Inhibition of Polyamine Catabolism Reduces Cellular Senescence

Abstract

The aging of the global population has necessitated the identification of effective anti-aging technologies based on scientific evidence. Polyamines (putrescine, spermidine, and spermine) are essential for cell growth and function. Age-related reductions in polyamine levels have been shown to be associated with reduced cognitive and physical functions. We have previously found that the expression of spermine oxidase (SMOX) increases with age; however, the relationship between SMOX expression and cellular senescence remains unclear. Therefore, we investigated the relationship between increased SMOX expression and cellular senescence using human-liver-derived HepG2 cells. Intracellular spermine levels decreased and spermidine levels increased with the serial passaging of cells (aged cells), and aged cells showed increased expression of SMOX. The levels of acrolein-conjugated protein, which is produced during spermine degradation, also increases. Senescence-associated β-gal activity was increased in aged cells, and the increase was suppressed by MDL72527, an inhibitor of acetylpolyamine oxidase (AcPAO) and SMOX, both of which are enzymes that catalyze polyamine degradation. DNA damage accumulated in aged cells and MDL72527 reduced DNA damage. These results suggest that the SMOX-mediated degradation of spermine plays an important role in cellular senescence. Our results demonstrate that cellular senescence can be controlled by inhibiting spermine degradation using a polyamine-catabolizing enzyme inhibitor.
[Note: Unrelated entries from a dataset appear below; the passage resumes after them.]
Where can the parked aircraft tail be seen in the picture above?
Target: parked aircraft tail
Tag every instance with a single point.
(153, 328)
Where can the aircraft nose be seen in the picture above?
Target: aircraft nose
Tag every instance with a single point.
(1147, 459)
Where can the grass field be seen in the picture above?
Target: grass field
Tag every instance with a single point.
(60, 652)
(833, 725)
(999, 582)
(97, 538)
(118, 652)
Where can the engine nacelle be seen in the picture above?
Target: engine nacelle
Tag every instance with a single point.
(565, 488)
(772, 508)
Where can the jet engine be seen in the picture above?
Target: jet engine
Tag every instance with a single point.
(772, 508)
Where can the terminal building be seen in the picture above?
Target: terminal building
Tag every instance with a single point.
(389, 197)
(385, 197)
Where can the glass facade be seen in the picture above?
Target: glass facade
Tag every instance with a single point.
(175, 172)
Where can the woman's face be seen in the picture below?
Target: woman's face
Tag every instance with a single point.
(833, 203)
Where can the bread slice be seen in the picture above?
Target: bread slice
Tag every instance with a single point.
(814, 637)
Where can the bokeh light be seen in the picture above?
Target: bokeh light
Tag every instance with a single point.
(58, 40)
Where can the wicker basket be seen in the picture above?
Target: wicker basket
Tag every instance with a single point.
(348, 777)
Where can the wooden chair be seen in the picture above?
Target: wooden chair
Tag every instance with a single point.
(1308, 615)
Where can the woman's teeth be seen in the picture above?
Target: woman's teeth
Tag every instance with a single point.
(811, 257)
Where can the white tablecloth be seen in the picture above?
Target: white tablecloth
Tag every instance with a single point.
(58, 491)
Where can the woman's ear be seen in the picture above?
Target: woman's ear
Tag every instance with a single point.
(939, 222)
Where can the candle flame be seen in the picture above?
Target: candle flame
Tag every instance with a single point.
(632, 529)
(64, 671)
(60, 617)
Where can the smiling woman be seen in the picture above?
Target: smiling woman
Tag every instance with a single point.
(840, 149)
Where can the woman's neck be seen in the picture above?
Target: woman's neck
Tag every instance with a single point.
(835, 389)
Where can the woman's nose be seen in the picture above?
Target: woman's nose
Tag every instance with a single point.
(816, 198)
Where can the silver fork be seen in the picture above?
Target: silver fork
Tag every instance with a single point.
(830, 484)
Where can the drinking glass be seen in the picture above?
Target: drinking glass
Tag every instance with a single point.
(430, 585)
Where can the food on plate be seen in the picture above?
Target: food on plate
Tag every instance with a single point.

Keywords: acrolein; aging; polyamine metabolism; senescence; spermine oxidase.

Figure 1

Effect of aging and MDL72527 on polyamine levels. HepG2 cells cultured in the absence (open column) or presence (filled column) of 20 µM MDL72527 for 3 days (young) and 3 months with serial passage (aged). Polyamine levels were measured as described in the Materials and Methods section. Spermidine (A) and spermine (B) levels were calculated as nmol/mg protein and expressed as mean ± standard deviation (SD) of triplicate determinations. The dots indicate individual data points. * p < 0.05, *** p < 0.005.

Figure 2

Effect of aging on the protein levels of polyamine-metabolizing enzymes and senescence-related proteins. (A) Polyamine-metabolizing pathway. AdoMet; S-adenosylmethionine, dcAdoMet; decarboxylated S-adenosylmethionine, N¹-AcSPD; N¹-acetylspermidine, N¹-AcSPM; N¹-acetylspermine. (B) Cells were cultured in the absence (none) or presence (MDL) of 20 µM MDL72527 for 3 days (young) and serially passaged for 3 months (aged). Western blotting was performed as described in the Materials and Methods. The full-length blots are shown in Supplementary Figure S1. (C) Bands were quantified as described in Materials and Methods, normalized to actin and expressed as relative amount to untreated young cells. Data are presented as the mean + SD of triplicate determinations. * p < 0.05, *** p < 0.005.

Figure 3

Effect of aging and MDL72527 on senescence-associated β-gal activity. Cells were cultured in the absence (open column) or presence (filled column) of 20 µM MDL72527 for 3 days (young) or 3 months with serial passaging (aged) and seeded on a black 96-well plate. Senescence-associated β-gal activity was measured as described in the Materials and Methods. Data are presented as the mean ± SD of triplicate measurements. Dots indicate individual measurements. ns, not significant; *** p < 0.005.

Figure 4

Effect of aging and MDL72527 on DNA damage. (A) Cells were cultured in the absence (none) or presence (MDL) of 20 µM MDL72527 for 3 days (young) and serially passaged for 3 months (aged). Cells were seeded on coverslips, cultured for 1 d, and fixed. DNA damage was visualized as described in the Materials and Methods section. Red fluorescence indicates phospho-γH2AX, and blue fluorescence indicates nuclei. Bar = 20 μm. (B) Red fluorescence intensity in cells was measured as described in the Materials and Methods section and shown as mean + SD of at least 10 cells from three independent staining. Open columns and filled columns indicate none and MDL, respectively. ** p < 0.01, *** p < 0.005.